Memaparkan apa yang telah dipelajarinya dari seminar di Gummersbach bulan Maret yang lalu, Uddarojat membuka sesi diskusi dengan menjelaskan perbedaan golongan-golongan migran yang terdiri dari pengungsi, pencari suaka dan imigran ekonomi. Dalam presentasinya, beliau memaparkan beberapa data berkaitan dengan migrasi ke dan dari Indonesia. Di Indonesia sendiri, lebih banyak terjadi emigrasi daripada imigrasi dengan Malaysia sebagai negara utama tujuan emigrasi. Uddarojat juga menyinggung isu masuknya tenaga kerja Tiongkok yang sempat memicu kehebohan di tengah masyarakat. Alasan umum yang sering digunakan yaitu berkurangnya lapangan pekerjaan bagi masyarakat lokal. Dugaan ini ternyata tidak terbukti benar, setidaknya menurut data statistik Council of Economic Advisers tentang populasi masyarakat sipil dan tenaga kerja yang menunjukkan bahwa meningkatnya jumlah tenaga kerja asing tidak berbanding lurus dengan angka pengangguran. Berkaitan dengan pengiriman tenaga kerja ke luar negeri, Uddarojat menyayangkan diberlakukannya moratorium tenaga kerja tahun 2012 yang melarang pengiriman unskilled labor ke Arab Saudi karena adanya isu penganiayaan. Alih-alih berdampak positif, pelarangan ini justru akan memutus kesempatan orang-orang yang tidak mendapatkan pekerjaan di negaranya sendiri. Lebih lanjut lagi, beliau menjabarkan beberapa keuntungan yang didapat dari pengiriman tenaga kerja ke luar negeri, di antaranya yaitu kenaikan pendapatan, peningkatan keterampilan kerja dan kebutuhan tenaga kerja yang terlengkapi di negara tujuan.

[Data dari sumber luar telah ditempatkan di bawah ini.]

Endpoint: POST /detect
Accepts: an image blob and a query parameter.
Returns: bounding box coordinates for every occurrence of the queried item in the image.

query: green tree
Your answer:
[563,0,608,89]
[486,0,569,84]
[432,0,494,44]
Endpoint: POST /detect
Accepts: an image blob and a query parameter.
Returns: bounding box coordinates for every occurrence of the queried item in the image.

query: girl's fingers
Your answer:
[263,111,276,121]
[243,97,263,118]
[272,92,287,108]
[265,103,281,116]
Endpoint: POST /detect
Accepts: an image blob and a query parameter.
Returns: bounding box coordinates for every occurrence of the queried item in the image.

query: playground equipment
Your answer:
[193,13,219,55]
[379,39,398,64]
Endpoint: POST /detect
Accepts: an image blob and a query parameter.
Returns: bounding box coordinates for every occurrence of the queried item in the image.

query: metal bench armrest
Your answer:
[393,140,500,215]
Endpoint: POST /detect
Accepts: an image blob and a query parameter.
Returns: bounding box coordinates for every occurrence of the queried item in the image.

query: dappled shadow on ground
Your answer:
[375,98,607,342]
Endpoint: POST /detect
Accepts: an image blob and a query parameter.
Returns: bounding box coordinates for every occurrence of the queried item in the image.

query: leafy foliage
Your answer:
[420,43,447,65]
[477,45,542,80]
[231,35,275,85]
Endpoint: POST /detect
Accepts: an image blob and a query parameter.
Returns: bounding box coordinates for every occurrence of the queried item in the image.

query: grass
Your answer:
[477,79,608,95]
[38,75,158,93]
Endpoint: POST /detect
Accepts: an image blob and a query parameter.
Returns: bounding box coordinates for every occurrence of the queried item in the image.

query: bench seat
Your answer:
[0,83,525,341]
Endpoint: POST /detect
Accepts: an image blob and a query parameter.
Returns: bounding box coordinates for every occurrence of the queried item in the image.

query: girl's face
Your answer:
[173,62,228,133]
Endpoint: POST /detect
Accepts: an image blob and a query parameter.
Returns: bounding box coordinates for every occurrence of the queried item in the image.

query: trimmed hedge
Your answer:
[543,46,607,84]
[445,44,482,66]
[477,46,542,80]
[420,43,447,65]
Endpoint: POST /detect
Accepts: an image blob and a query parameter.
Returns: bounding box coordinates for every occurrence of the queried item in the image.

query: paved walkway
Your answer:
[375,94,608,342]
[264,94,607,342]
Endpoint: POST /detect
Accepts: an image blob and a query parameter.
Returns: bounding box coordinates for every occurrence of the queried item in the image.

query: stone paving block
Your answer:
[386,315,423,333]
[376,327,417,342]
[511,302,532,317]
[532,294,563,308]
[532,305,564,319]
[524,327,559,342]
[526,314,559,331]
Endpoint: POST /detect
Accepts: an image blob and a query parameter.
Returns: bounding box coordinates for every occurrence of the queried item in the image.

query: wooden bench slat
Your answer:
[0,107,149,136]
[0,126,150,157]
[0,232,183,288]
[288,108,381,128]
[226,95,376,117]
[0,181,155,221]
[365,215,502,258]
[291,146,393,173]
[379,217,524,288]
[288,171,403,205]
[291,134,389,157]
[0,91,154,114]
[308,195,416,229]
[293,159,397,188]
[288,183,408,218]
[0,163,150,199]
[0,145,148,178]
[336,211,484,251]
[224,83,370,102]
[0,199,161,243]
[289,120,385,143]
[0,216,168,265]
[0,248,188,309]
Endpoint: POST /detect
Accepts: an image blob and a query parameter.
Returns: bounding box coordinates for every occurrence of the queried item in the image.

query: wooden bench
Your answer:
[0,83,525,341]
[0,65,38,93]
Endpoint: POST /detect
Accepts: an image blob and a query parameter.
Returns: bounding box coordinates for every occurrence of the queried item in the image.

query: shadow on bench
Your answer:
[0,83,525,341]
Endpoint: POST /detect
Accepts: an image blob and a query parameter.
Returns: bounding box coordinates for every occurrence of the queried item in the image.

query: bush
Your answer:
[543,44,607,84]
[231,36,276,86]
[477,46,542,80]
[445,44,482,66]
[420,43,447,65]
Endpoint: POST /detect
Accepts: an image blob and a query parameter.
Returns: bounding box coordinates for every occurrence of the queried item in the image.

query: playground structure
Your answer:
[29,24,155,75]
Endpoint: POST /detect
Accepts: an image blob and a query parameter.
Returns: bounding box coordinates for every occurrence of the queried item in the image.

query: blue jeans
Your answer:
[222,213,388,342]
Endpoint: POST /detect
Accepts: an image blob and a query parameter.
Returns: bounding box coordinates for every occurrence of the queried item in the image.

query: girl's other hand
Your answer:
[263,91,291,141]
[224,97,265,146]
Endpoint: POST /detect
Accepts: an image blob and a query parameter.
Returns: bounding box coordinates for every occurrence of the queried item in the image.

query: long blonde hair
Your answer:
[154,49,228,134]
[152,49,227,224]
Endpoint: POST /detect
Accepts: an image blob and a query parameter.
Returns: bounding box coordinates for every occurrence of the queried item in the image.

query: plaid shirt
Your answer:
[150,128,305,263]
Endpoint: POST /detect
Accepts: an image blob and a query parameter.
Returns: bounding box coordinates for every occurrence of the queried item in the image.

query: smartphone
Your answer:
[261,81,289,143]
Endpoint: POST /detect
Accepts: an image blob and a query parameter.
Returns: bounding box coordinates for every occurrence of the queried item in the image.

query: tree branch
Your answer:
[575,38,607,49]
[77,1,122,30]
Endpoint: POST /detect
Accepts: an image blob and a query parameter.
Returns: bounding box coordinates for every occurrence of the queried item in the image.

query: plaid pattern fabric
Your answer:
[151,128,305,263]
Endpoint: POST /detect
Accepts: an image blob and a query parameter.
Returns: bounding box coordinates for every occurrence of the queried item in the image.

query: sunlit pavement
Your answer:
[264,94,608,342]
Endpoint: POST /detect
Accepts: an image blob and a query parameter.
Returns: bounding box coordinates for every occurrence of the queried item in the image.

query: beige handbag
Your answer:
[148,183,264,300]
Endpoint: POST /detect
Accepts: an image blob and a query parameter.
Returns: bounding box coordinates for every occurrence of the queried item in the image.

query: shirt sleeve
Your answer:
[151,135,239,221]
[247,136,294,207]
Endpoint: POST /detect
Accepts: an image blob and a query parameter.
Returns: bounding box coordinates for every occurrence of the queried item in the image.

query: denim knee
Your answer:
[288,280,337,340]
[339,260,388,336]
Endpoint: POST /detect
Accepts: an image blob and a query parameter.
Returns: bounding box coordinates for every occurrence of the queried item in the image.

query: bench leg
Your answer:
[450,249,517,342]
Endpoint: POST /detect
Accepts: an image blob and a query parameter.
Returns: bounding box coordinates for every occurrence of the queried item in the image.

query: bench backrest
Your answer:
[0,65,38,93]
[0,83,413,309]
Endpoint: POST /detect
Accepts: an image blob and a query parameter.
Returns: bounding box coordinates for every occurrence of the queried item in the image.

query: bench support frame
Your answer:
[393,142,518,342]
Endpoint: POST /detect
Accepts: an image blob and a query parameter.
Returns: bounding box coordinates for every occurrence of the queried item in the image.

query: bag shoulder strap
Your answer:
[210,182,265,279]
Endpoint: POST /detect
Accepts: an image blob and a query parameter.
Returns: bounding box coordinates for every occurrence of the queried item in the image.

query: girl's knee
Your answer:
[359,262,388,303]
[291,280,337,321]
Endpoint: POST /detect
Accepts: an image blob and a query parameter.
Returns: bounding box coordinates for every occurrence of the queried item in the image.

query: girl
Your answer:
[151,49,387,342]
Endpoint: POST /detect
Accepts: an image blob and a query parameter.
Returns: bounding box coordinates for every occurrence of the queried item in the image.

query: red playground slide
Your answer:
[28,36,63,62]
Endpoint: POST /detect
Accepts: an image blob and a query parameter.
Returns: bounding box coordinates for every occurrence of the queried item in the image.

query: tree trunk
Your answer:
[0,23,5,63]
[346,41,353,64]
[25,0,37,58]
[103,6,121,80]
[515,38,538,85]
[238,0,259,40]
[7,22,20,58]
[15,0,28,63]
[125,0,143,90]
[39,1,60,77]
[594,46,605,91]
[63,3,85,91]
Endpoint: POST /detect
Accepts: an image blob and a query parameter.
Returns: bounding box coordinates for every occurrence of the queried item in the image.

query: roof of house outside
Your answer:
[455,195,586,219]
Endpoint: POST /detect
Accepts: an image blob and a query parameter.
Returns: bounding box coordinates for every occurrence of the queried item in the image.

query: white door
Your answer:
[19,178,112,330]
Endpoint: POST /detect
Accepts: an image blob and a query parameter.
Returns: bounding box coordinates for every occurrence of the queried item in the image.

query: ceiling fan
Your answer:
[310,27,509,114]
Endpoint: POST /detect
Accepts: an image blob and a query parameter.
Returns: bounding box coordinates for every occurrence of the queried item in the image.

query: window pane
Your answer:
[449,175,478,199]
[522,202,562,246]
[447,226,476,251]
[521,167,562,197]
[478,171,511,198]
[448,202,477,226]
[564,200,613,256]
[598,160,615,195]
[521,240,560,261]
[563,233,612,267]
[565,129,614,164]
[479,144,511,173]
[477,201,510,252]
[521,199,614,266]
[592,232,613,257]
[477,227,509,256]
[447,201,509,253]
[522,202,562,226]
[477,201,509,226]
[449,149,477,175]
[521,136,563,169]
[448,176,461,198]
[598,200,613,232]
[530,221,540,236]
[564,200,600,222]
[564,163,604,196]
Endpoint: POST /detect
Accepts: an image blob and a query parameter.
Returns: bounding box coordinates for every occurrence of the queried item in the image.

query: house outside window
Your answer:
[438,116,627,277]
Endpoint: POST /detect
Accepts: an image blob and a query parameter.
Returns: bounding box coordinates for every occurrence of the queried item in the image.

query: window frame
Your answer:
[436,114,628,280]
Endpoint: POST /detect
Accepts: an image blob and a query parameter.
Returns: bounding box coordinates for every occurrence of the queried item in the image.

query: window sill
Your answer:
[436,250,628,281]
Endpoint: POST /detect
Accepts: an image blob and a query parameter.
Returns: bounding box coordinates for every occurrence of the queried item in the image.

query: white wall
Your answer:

Rofi Uddarojat - IAF Alumnus
© FNF Indonesia

Menjadi narasumber kedua, Hamdan Hamedan membuka presentasinya dengan membicarakan nasionalisme berbasis kontribusi. Ini berarti, nasionalisme seseorang tidak lagi diukur berdasarkan di mana ia memilih untuk menetap melainkan kontribusi nyata yang ia berikan bagi negaranya. Beliau pun mencontohkan bagaimana orang-orang Indonesia seperti Bung Hatta atau M. Zein Hassan telah berjasa bagi Indonesia meskipun berada di luar negeri. Pada saat ini, kira-kira ada 6,8 juta orang Indonesia yang tinggal di luar negeri. Sementara itu, Diaspora Indonesia sendiri kurang lebih dapat diartikan sebagai orang Indonesia yang tidak tinggal di tanah airnya. Meski demikian, orang Indonesia di sini tidak terbatas pada Warga Negara Indonesia saja melainkan juga mantan WNI, keturunan WNI maupun pecinta Indonesia atau orang yang memiliki hubungan khusus dengan Indonesia, misalnya karena ia pernah tinggal di Indonesia. Keberadaan diaspora Indonesia membawa banyak keuntungan bagi tanah air seperti di sektor ekonomi karena tingginya remitansi. Selain itu, pada presentasinya, beliau juga menyoroti tentang kebijakan dwikewarganegaraan. Menurutnya, keharusan untuk memilih satu kewarganegaraan tidak akan membawa keuntungan bagi Indonesia karena banyaknya orang yang cenderung akan memilih menjadi warga negara di tempat tinggalnya, khususnya mereka yang sejak lahir tinggal di luar negeri. Tentunya kebijakan dwikewarganegaraan juga harus dijalankan dengan mengikuti syarat-syarat tertentu seperti negara yang bersangkutan harus dalam keadaan relatif stabil dan warga negara tidak bekerja di badan-badan pemerintahan.

Hamdan Hamedan
© FNF Indonesia

Presentasi ketiga dibawakan oleh dosen dan peneliti dari Paramadina Public Policy Institute, Muhamad Iksan. Dalam presentasinya, beliau menyoroti kebijakan migrasi di Indonesia yang melibatkan tenaga kerja asing. Menyikapi aturan pemerintah yang membatasi kelas pekerja asing yang diizinkan bekerja di Indonesia, beliau menyebut ketidakjelasan aturan sebagai salah satu hambatan bagi perusahaan asing yang ingin berinvestasi di Indonesia. Dalam presentasinya, beliau juga memberikan beberapa usulan seperti melonggarkan restriksi berinvestasi dan pengurangan proses perizinan yang tidak signifikan. Menanggapi terbukanya kemungkinan pertukaran tenagakerja antarnegara ASEAN melalui MEA, Iksan mengaku optimis. Selain meningkatnya kualitas tenaga kerja akibat kompetisi, baginya perdagangan adalah proses dua arah dan tidak mungkin jika salah satu pihak saja yang diuntungkan.